The Washington Post (6/11/12) had a story by headlined “Largest Health Insurer to Keep Key Parts of Law Regardless of Court Ruling.” In the piece, reporter N.C. Aizenman relayed UnitedHealthcare’s announcement that even if the Obama healthcare law is struck down by the Supreme Court, the company “will keep in place several key consumer provisions”:
The company will continue to provide customers preventive healthcare services without co-payments or other out-of-pocket charges, allow parents to keep adult children up to age 26 on their plans, and maintain the more streamlined appeals process required by the law.
UnitedHealthcare would also continue to observe the law’s prohibitions on putting lifetime limits on insurance payouts and rescinding coverage after a member becomes ill, except in cases where a member intentionally lied on an insurance application.

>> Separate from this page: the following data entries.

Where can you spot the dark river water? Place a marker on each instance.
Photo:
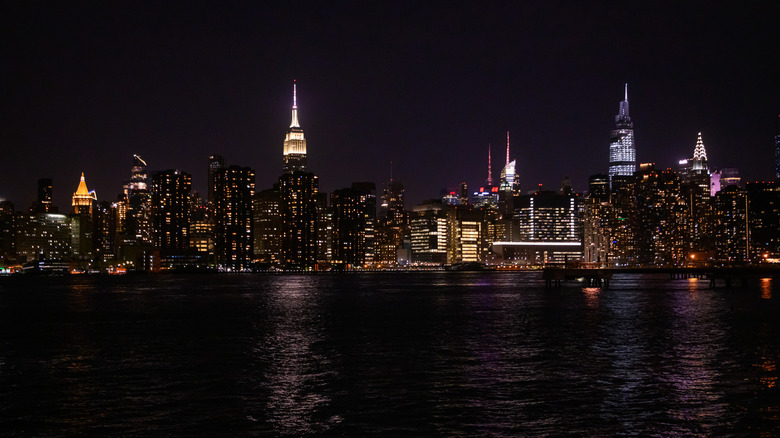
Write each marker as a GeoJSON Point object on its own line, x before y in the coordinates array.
{"type": "Point", "coordinates": [396, 354]}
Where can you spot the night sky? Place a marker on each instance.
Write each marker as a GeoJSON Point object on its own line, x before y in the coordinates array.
{"type": "Point", "coordinates": [422, 84]}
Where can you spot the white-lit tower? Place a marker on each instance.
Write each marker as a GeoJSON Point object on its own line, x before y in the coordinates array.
{"type": "Point", "coordinates": [622, 151]}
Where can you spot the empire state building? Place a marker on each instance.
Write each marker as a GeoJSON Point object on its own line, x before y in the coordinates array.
{"type": "Point", "coordinates": [622, 152]}
{"type": "Point", "coordinates": [294, 141]}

The piece isn’t entirely a press release for the company; Aizenman notes that the law under Supreme Court review “includes several mandates that UnitedHealthcare did not pledge to continue complying with.” But the overall message is clear: The health insurance industry doesn’t need a law to make them do the right thing. How reassuring.

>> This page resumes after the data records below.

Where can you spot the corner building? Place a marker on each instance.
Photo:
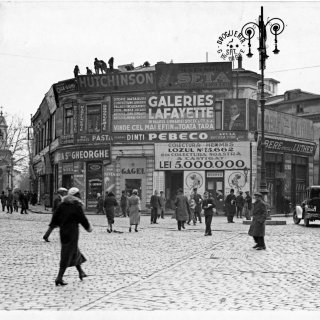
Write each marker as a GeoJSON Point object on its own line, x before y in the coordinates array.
{"type": "Point", "coordinates": [165, 127]}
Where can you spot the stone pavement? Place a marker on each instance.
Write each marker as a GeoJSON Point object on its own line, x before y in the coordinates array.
{"type": "Point", "coordinates": [160, 268]}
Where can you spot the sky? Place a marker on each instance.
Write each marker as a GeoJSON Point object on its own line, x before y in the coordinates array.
{"type": "Point", "coordinates": [42, 41]}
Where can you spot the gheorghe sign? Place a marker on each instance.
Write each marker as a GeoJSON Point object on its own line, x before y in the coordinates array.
{"type": "Point", "coordinates": [202, 155]}
{"type": "Point", "coordinates": [83, 154]}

But if you turn to MichaelMoore.com (6/12/12), you find registered nurse and single-payer advocate Donna Smith explaining what that phrase “except in cases where a member intentionally lied on an insurance application” really means, citing the case of small-business owner Nathan Wilkes, whose son Thomas has hemophilia:
Just this week, as now 8-year-old Thomas was facing a health crisis and the Wilkes family was dealing with that crisis, Nathan got a letter from his insurance carrier, UnitedHealthcare. It told him that the insurance giant was auditing the company’s coverage and required additional documentations (tax forms, income statements, etc.) and that unless the documents were provided and found satisfactory, the business’ insurance coverage would be terminated July 1, 2012. While that was awful enough, Nathan then began hearing from the family’s medical providers that UnitedHealthcare went to all Thomas’ healthcare providers and informed those providers that the family’s coverage would be cancelled on July 1.

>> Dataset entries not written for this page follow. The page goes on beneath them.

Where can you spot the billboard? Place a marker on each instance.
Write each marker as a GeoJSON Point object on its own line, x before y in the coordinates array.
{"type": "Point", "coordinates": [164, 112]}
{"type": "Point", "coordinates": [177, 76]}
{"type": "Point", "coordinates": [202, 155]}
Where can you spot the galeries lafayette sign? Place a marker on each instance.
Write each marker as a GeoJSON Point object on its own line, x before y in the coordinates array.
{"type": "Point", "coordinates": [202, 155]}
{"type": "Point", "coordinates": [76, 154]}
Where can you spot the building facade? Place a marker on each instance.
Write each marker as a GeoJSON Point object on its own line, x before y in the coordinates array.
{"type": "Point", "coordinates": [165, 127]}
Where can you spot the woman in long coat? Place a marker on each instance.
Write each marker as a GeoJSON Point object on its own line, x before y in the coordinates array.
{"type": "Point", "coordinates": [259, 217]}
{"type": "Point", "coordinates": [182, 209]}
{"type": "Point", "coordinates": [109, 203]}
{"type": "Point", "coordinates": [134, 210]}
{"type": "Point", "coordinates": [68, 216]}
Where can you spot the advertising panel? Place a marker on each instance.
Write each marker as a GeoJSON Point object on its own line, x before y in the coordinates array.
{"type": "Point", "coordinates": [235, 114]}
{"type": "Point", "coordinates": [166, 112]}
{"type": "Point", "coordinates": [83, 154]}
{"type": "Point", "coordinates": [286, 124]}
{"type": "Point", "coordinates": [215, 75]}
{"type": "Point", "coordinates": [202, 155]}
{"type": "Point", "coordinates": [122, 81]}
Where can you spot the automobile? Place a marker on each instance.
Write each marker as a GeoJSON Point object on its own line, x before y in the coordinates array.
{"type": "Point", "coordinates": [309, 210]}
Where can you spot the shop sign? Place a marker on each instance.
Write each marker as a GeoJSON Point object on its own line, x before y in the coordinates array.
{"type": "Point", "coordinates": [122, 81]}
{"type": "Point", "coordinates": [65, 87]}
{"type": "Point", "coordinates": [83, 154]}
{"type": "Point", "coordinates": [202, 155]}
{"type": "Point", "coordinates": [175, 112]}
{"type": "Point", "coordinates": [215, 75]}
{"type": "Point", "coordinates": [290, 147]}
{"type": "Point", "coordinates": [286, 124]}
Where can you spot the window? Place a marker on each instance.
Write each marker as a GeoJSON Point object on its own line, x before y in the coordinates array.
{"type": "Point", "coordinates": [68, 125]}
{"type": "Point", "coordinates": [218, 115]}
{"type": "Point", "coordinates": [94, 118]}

Imagine that. Your child is hospitalized. Your insurance company doesn’t like that your child is hospitalized and needing care—again. So your insurance company begins to find ways to terminate your coverage for good—like trying to find that one piece of documentation on your application for coverage or your company’s application for coverage that fits their warning as stated in the WP article, “except in cases where a member intentionally lied on an insurance application.”
No, UnitedHealthcare does not want to do the right thing; like other for-profit corporations, they are legally forbidden to try to do the right thing if that would mean smaller profits for their investors. This is perhaps something that is hard to bear in mind when you’re a reporter for an outlet owned by a for-profit corporation yourself.